In any event a footnote in Rose v. State, at page 976 of 298 N.Y.S. 2d to the statement "the Stattte is not required to place a claiment in better position than he was before the taking by helping him to finance a new facility" gives clear recognition that such a rule would not apply in any event where business necessity dictated that the machinery not be moved.

"Even if fixtures could be removed the proper measure of damages cannot always be made with reference to moving expenses. If the claimant establishes that business necessity required it to construct an entirely new facility while operating the old facility in order to maintain business contacts or satisfy contractual obligation, then the cost of moving the old fixtures should not be used. Also in those instances where the fixtures though moveable would not be appropriate in the new physical surroundings or their original motif would not complement the decorative scheme of the new facility because dated, moving expenses would not be the proper measure of damages."

Business Necessity

To us, at least, who have dealt with many fixture owners who have faced the dilemma posed by condemnation, the fact that an owner, despite the obvious and substantial out of pocket loss facing him from such a course of action and still chooses not to move his machinery, leads to the presumption that business necessity dictated such a move. (And in many instances condemnation proceedings pose such problems of starting again from scratch that many concerns go out of business rather than face it.) Particularly so in those jurisdictions where he could be paid his full moving expenses, which he apparently now can be paid in any event as a matter of common law (Rose v. State, supra).

And where, under such circumstances, fixtures which have been condemned are not moved we assume that Rose v. State, has not changed the basic law of valuation of non-removable (whether for business considerations or otherwise) fixtures. Such a rule is fair to the condemnee and to the condemnor. The condemnor cannot be hurt when the condemnee is paid fixtures condemned do have a salvage value, it is there for the condemnor to sell and realize as its property.

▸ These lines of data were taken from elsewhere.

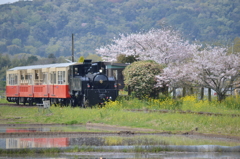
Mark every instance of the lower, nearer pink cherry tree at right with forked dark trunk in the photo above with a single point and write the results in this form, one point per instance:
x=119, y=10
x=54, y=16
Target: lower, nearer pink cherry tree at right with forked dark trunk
x=210, y=68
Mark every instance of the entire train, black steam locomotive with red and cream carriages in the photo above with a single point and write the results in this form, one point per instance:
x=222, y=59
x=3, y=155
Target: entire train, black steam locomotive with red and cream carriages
x=76, y=84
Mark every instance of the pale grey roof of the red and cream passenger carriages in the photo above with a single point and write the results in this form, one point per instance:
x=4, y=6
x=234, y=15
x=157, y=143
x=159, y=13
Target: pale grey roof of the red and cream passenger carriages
x=41, y=66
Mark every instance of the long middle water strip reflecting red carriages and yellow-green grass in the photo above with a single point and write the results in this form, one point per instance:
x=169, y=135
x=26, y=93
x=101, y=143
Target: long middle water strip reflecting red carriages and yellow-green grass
x=69, y=142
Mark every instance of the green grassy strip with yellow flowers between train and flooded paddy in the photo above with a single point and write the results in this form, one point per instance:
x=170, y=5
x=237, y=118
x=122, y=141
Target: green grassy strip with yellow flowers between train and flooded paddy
x=114, y=113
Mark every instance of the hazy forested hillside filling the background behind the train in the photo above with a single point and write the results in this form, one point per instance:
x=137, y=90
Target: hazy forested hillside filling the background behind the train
x=44, y=27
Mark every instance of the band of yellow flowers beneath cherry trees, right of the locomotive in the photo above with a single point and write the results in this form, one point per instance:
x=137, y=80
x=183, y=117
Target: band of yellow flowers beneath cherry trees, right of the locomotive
x=189, y=103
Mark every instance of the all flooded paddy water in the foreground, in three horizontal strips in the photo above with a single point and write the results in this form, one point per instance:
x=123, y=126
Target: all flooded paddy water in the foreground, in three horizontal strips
x=107, y=141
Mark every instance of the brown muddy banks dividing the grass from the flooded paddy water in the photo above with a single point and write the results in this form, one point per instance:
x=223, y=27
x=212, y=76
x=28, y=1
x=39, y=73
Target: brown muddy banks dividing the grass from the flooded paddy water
x=111, y=130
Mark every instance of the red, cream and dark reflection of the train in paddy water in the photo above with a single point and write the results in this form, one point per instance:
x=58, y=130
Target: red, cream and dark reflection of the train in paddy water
x=18, y=143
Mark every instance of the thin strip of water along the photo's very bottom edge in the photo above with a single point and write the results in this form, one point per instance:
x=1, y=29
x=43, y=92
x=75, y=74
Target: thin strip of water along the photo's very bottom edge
x=111, y=155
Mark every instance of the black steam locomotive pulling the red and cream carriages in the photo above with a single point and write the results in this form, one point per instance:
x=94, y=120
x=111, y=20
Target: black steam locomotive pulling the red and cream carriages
x=89, y=85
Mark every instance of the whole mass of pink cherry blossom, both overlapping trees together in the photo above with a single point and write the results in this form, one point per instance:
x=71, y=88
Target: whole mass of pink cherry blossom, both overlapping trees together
x=185, y=64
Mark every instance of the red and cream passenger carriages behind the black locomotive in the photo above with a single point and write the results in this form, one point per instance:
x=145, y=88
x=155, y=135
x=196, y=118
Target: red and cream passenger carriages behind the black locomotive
x=32, y=84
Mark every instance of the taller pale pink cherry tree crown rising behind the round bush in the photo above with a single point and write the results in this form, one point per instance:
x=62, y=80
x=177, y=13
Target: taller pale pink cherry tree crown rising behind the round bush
x=161, y=45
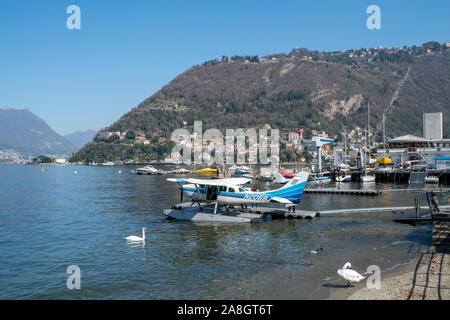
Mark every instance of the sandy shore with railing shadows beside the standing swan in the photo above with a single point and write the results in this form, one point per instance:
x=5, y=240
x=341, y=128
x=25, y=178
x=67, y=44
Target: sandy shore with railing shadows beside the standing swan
x=427, y=278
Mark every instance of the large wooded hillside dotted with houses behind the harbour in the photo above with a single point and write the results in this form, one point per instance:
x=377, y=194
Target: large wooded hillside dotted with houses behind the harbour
x=303, y=89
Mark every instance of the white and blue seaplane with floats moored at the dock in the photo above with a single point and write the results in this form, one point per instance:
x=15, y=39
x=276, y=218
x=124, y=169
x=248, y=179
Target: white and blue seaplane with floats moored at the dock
x=214, y=200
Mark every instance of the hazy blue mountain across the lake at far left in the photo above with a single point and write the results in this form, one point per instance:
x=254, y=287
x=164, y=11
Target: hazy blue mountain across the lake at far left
x=26, y=133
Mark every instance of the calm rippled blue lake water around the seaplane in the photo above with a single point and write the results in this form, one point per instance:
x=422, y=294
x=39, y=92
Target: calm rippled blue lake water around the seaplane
x=53, y=219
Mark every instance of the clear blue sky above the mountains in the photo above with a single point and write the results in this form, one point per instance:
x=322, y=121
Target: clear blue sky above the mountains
x=127, y=50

It takes the guesswork out of determining on a trial,which might take place before a condemnee moves, what that salvage value might be which so often depends on whether there is any buyer at all available at that particular point in time for the items involved. Whatever the amount the condemnor is free to receive it. Where as in Rose v. State and City of Buffalo v J.W. Clement Co. Title to the fixtures never passed to the condemning authority so that they could not sell and realize salvage value then fairness in that particular fact situation dictated a mitigation of damages by sale for salvage value by the condemnee if the fixtures were not being moved to a new plant.